Pat Cupp (born January 21, 1938) is an American rockabilly guitarist.

==Biography==
Cupp was born into a musical family in Nashville, Arkansas. His father was a drummer and ukulele player, while his mother played piano, and his siblings also sang. At age five, Cupp began to perform in the family band, accompanying them on guitar or the banjo. In 1951, he was awarded a weekly radio broadcast on KVMA Radio after winning a musical talent show, following in the footsteps of his mother, Ruth, who also was a radio personality. In 1953, Cupp and his family moved to Texarkana where he enrolled at Arkansas High School and teamed up with Elvis Presley-sound-alike Cheesie Nelson to form a locally popular country duo.

During this time, the duo was enlisted by a promoter to perform in replacement for Presley until he managed to arrive for the remainder of the show. Following their performance, Cupp walked backstage, meeting Elvis, and became enamored of rockabilly music. Cupp worked as a solo act, but also toured alongside Carl Perkins and Johnny Cash with Cupp recalling "Carl learned that I was going to do a single act. He came to me and asked if it would be OK if he went on stage with me. He thought I would sound better with some kind of band backing me. I was thrilled by the thought but couldn't believe that one of the headliners of the show would do such a favor. Well, Carl did go out with me as well as Johnny's bass man, Marshall Grant. We did my songs as if we had been together for ever". Afterwards, Cupp formed a more permanent backing band known as Pat Cupp and the Flying Saucers, which included his mother Ruth (piano), J.O. Livsey (drums), Pete Waller (bass guitar), and Johnny Gatlin (lead guitar).
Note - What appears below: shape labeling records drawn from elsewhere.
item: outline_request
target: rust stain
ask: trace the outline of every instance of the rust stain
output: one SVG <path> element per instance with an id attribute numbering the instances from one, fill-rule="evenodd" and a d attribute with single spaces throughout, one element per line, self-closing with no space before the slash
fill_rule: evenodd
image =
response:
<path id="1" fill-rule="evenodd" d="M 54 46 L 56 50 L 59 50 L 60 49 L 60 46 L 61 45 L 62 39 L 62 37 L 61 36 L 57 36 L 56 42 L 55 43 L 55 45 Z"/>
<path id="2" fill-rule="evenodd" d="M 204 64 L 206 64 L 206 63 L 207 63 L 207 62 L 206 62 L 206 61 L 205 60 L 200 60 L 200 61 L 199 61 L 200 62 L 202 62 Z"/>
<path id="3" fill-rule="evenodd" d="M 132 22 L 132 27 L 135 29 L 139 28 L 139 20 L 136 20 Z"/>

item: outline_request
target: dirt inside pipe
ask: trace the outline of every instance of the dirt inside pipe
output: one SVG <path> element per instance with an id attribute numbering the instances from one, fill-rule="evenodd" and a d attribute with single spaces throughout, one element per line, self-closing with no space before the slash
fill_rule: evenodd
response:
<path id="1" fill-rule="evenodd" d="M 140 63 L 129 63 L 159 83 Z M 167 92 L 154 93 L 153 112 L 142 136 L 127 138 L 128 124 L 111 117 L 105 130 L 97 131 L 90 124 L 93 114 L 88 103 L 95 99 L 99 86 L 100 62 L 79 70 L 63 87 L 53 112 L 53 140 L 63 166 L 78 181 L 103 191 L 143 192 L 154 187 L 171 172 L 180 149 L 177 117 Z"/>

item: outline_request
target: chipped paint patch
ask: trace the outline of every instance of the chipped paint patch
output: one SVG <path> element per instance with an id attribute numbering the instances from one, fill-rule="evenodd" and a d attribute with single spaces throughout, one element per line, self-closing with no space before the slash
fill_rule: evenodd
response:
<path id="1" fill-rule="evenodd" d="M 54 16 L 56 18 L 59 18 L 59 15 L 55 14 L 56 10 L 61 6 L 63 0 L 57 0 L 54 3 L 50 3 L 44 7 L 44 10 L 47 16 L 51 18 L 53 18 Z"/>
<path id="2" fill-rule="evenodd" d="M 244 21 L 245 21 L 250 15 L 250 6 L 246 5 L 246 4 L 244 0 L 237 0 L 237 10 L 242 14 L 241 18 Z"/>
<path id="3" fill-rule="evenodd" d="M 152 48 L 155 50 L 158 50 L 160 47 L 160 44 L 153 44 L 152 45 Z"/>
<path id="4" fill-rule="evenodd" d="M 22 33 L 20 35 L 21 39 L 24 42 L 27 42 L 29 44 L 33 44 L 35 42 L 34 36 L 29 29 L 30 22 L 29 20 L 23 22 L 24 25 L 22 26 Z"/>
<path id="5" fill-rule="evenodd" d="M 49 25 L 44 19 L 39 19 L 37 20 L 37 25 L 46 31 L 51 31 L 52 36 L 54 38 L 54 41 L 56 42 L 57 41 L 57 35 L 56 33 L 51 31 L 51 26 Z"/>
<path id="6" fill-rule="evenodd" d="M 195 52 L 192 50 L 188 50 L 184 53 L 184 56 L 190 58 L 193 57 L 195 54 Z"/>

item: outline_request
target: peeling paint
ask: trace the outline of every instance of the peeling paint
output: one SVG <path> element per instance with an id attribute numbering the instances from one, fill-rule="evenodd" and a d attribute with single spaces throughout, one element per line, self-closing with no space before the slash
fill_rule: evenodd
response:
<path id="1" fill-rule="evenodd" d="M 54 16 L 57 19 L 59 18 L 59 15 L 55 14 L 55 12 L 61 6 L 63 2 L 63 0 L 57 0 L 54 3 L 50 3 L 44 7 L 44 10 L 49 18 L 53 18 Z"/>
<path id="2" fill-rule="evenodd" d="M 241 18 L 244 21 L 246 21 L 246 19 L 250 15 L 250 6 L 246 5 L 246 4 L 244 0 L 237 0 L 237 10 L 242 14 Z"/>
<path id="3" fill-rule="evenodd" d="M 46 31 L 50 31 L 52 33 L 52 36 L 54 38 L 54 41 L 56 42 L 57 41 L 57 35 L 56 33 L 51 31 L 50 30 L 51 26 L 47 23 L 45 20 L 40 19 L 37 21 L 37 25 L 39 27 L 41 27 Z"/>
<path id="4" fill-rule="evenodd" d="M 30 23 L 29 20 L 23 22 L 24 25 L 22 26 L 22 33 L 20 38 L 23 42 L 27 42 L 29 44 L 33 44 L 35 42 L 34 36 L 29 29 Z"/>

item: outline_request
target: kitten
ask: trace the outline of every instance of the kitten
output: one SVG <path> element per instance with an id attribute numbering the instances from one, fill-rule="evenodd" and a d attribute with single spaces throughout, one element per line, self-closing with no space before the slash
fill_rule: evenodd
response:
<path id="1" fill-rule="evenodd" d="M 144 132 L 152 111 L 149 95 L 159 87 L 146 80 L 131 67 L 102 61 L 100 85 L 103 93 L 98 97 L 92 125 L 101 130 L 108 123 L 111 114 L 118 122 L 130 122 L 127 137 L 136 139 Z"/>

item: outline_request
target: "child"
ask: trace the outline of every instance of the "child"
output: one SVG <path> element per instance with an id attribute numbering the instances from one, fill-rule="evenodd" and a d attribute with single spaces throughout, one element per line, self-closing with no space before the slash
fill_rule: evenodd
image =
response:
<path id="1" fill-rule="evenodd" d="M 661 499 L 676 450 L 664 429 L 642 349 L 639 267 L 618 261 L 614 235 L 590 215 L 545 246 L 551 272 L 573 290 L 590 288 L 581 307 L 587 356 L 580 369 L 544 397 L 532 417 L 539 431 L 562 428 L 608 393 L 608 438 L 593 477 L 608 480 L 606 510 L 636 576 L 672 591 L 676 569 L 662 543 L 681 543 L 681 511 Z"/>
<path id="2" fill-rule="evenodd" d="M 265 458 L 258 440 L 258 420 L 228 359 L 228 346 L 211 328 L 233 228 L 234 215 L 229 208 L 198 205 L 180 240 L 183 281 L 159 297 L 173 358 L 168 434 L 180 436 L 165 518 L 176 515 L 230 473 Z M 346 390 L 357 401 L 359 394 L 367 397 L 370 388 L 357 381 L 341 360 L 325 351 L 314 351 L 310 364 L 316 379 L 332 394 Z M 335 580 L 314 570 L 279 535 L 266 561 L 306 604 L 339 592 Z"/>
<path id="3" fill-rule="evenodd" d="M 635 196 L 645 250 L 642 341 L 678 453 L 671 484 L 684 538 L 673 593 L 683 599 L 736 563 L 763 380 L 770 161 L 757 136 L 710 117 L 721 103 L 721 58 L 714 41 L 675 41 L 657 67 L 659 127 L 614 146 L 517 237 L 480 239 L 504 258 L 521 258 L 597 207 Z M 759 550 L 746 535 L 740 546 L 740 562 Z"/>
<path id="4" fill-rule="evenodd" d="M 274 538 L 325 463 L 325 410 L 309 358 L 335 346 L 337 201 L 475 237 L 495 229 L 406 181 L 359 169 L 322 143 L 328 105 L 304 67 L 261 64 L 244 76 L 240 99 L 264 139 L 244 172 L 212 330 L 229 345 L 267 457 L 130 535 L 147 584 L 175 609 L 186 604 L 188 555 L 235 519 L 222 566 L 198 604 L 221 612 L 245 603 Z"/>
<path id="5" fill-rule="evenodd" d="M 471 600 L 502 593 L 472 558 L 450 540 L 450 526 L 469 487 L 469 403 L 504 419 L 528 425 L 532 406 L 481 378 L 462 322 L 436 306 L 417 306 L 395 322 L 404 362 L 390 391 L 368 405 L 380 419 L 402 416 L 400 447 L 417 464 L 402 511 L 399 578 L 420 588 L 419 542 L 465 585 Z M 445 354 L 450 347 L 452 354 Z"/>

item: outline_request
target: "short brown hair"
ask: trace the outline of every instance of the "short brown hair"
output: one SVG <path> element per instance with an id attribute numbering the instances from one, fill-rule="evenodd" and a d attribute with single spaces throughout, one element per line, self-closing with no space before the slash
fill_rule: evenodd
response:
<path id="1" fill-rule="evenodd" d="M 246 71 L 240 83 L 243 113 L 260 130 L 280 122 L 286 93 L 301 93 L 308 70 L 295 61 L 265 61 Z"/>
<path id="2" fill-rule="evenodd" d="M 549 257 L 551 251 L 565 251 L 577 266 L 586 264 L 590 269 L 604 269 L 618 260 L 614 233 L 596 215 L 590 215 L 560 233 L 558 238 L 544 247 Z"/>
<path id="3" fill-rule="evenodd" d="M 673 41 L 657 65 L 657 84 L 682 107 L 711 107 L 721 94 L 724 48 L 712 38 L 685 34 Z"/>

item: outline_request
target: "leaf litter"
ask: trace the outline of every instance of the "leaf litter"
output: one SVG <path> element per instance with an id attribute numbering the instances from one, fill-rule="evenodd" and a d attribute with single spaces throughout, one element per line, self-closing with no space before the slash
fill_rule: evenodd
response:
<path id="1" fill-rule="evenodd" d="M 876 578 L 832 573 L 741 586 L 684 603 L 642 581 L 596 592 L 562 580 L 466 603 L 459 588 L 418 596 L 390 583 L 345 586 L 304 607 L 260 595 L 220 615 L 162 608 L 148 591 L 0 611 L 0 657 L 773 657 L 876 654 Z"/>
In April 1956 Cupp was signed to a recording contract with RPM Records after an appearance on the Louisiana-based television program Louisiana Hayride.

In May 1956, Cupp and the Flying Saucers recorded "Do Me No Wrong" and "Baby Come Back" at KWKH Radio in Shreveport, Louisiana. The songs were released on the group's debut single, which became a regional hit and was followed by an apex of touring. However, for Cupp's second single "Long Gone Daddy" record producers ordered him to record with a R&B group, which consequently performed disappointingly upon release. Frustrated with the change of his style and backing band, Cupp joined the U.S. Air Force in 1957 to avoid further commitments outlined on his recording contract. After being honorably discharged in 1961, performing became a hobby for Cupp as he started a career as a technical engineer and married his high school sweetheart, Loretta Gaye Michael.

Cupp formed a jazz band called the Variables that released one single, "After All", in 1967 on the independent record label, Chance. In October 1995, he performed for the last time at Hemsby, England, before retiring as a consequence of a hearing impairment that had been on-going since 1988.